Okay, with the help of @sean_r_owen, I was able to track this down.

The problem was this: when setting spark.dynamicAllocation.enabled to true, spark.executor.instances shouldn't be set - an explicit value for that will override dynamic allocation and turn it off. It turns out that EMR sets it in the background if you do not set it yourself. To get the desired behaviour, you need to explicitly set spark.executor.instances to 0.

For the records, here is the contents of one of the files we pass to the --configurations flag when creating an EMR cluster:

[
    {
        "Classification": "capacity-scheduler",
        "Properties": {
            "yarn.scheduler.capacity.resource-calculator": "org.apache.hadoop.yarn.util.resource.DominantResourceCalculator"
        }
    },

    {
        "Classification": "spark",
        "Properties": {
            "maximizeResourceAllocation": "true"
        }
    },

    {
        "Classification": "spark-defaults",
        "Properties": {
            "spark.dynamicAllocation.enabled": "true",
            "spark.executor.instances": "0"
        }
    } 
]

This gives us an EMR cluster where Spark uses all the nodes, including added nodes, when running jobs. It also appears to use all/most of the memory and all (?) the cores.

(I'm not entirely sure that it's using all the actual cores; but it is definitely using more than 1 VCore, which it wasn't before, but following Glennie Helles's advice it is now behaving better and using half of the listed VCores, which seems to equal the actual number of cores...)

2
votes

I observed the same behavior with nearly the same settings using emr-5.20.0. I didn't try to add nodes when the cluster is already running but using TASK nodes (together with just one CORE node). I'm using InstanceFleets to define MASTER, CORE and TASK nodes (with InstanceFleets I don't know which exact InstanceTypes I get and that is why I don't want to define the number of executors, cores and memory per executor myself but want that to be maximized/optimized automatically).

With this, it only uses two TASK nodes (probably the first two nodes which are ready to use?) but never scales up while more TASK nodes get provisioned and finishing the bootstrap phase.

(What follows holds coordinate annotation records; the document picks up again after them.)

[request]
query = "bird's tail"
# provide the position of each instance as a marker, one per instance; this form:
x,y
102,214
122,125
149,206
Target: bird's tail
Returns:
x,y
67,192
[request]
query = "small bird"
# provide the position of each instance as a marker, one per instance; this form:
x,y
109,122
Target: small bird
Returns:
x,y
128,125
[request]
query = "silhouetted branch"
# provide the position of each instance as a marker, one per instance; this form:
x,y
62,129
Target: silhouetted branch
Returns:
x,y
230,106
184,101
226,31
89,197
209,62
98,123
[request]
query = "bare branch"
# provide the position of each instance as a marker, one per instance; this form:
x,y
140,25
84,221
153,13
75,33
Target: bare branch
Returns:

What made it work in my case was to set the spark.default.parallelism parameter (to the number of total number of cores of my TASK nodes), which is the same number used for the TargetOnDemandCapacity or TargetSpotCapacity of the TASK InstanceFleet:

[
    {
        "Classification": "capacity-scheduler",
        "Properties": {
            "yarn.scheduler.capacity.resource-calculator": "org.apache.hadoop.yarn.util.resource.DominantResourceCalculator"
        }
    },
    {
        "Classification": "spark",
        "Properties": {
            "maximizeResourceAllocation": "true"
        }
    },
    {
        "Classification": "spark-defaults",
        "Properties": {
            "spark.dynamicAllocation.enabled": "true",
            "spark.default.parallelism", <Sum_of_Cores_of_all_TASK_nodes>
        }
    } 
]

For the sake of completeness: I'm using one CORE node and several TASK nodes mainly to make sure the cluster has at least 3 nodes (1 MASTER, 1 CORE and at least one TASK node). Before I tried to used only CORE nodes, but as in my case the number of cores is calculated depending on the actual task it was possible to end up with a cluster consisting of just one MASTER and one CORE node. Using the maximizeResourceAllocation option such a cluster runs for ever doing nothing because the executor running the yarn application master is occupying that single CORE node completely.